Haverá muitas razões para termos chegado aqui e não é fácil descobrir o segredo que se esconde por trás dessa cultura da gritaria e do ódio assente em mentiras, que parece ter transformado qualquer discussão construtiva sobre o país numa batalha digna de um estádio de futebol. Mas para quem, todos os dias, faz um esforço para descodificar a nossa realidade, se debruça sobre os mais diferentes estudos que nos mostram como somos, há alguns aspectos que surgem como contributos evidentes para a realidade em que nos encontramos e em que o partido que mais cresce a olhos vistos é o que só sabe falar aos gritos e põe em causa direitos civilizacionais conseguidos com muita luta, pelas mulheres e a comunidade LGBT+.

Que os jovens apareçam como o principal motor deste crescimento é frustrante. São estas as ideias da geração mais qualificada de sempre? Para alguns, certamente. Mas sabemos do impacto das redes sociais e da cultura que aí é propagada, do soundbite e do insulto fácil a qualquer opinião com a qual não concordamos, sem que sejamos forçados a parar para pensar e a ouvir os argumentos do outro. Só que se esta é a geração mais qualificada de sempre, ela tem obrigação de saber isto e de perceber onde se encontra a informação mais correcta.

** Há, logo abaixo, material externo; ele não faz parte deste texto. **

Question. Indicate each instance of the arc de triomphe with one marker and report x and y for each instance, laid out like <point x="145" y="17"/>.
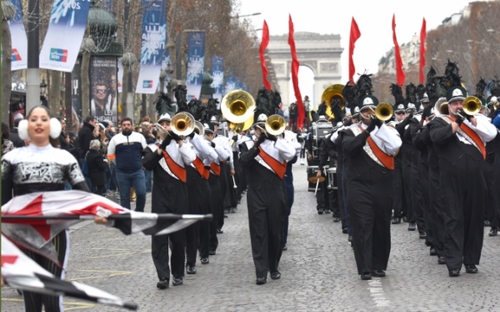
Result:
<point x="321" y="53"/>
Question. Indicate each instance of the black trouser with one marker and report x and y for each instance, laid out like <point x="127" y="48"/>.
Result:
<point x="399" y="204"/>
<point x="217" y="209"/>
<point x="266" y="214"/>
<point x="417" y="200"/>
<point x="464" y="192"/>
<point x="370" y="202"/>
<point x="33" y="301"/>
<point x="194" y="187"/>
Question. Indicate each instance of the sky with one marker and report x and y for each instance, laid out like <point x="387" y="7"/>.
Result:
<point x="374" y="19"/>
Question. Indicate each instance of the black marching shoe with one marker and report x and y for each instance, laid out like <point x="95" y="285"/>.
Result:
<point x="378" y="273"/>
<point x="412" y="226"/>
<point x="366" y="276"/>
<point x="275" y="275"/>
<point x="454" y="272"/>
<point x="177" y="281"/>
<point x="471" y="268"/>
<point x="162" y="284"/>
<point x="261" y="280"/>
<point x="190" y="269"/>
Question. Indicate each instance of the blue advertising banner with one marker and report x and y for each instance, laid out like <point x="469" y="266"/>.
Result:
<point x="218" y="76"/>
<point x="67" y="20"/>
<point x="166" y="65"/>
<point x="230" y="84"/>
<point x="195" y="63"/>
<point x="154" y="39"/>
<point x="19" y="39"/>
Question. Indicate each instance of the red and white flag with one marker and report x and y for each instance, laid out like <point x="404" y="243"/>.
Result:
<point x="32" y="220"/>
<point x="21" y="272"/>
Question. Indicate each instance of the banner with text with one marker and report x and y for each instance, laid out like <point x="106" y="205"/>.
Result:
<point x="67" y="20"/>
<point x="154" y="39"/>
<point x="195" y="63"/>
<point x="19" y="40"/>
<point x="218" y="76"/>
<point x="103" y="104"/>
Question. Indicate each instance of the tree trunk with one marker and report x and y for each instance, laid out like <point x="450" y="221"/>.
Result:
<point x="126" y="69"/>
<point x="55" y="93"/>
<point x="6" y="73"/>
<point x="85" y="85"/>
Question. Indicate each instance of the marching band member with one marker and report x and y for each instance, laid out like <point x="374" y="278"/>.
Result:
<point x="460" y="140"/>
<point x="168" y="163"/>
<point x="265" y="166"/>
<point x="369" y="150"/>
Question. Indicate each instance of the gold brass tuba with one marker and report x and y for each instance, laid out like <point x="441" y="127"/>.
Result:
<point x="441" y="107"/>
<point x="333" y="91"/>
<point x="472" y="105"/>
<point x="237" y="106"/>
<point x="275" y="124"/>
<point x="182" y="124"/>
<point x="384" y="111"/>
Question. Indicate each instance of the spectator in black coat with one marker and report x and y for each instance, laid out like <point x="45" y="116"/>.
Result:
<point x="14" y="135"/>
<point x="97" y="168"/>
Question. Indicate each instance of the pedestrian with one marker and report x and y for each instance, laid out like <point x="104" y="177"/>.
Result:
<point x="97" y="168"/>
<point x="125" y="150"/>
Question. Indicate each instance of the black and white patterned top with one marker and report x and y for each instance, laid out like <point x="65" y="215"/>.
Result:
<point x="39" y="169"/>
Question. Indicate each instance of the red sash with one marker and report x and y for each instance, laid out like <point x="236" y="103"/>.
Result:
<point x="215" y="168"/>
<point x="177" y="170"/>
<point x="386" y="160"/>
<point x="199" y="166"/>
<point x="278" y="168"/>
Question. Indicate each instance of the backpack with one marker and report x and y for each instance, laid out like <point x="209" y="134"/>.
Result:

Os jovens estão fartos e isto é um voto de protesto? Não é suficiente. Há muito por onde escolher no sistema político português e não é preciso um grande esforço para perceber que os arautos da seriedade e anticorrupção têm os mesmos telhados de vidro de todos os outros. E quando ouço falar no voto de protesto, lembro-me sempre do ar atarantado dos britânicos que votaram a favor do “Brexit”, convencidos de que o sim à saída da União Europeia nunca iria vencer e que pediam, nos dias seguintes, se não era possível repetir o referendo.

Acredito que há mais um factor a ter em conta e volto ao 25 de Abril. Estamos perante novas gerações que nunca viveram em ditadura e já nasceram longe dela. Para quem o SNS, a escola pública, o direito das mulheres a votar ou a viajar sem precisar da autorização do marido são dados como adquiridos. E que acham, por isso, que nada disto será alguma vez posto em causa. Ou, talvez, que a alternativa nem será assim tão má. Não podemos desistir de lhes explicar que é mesmo assim tão má. E esperar que nunca tenham de o comprovar.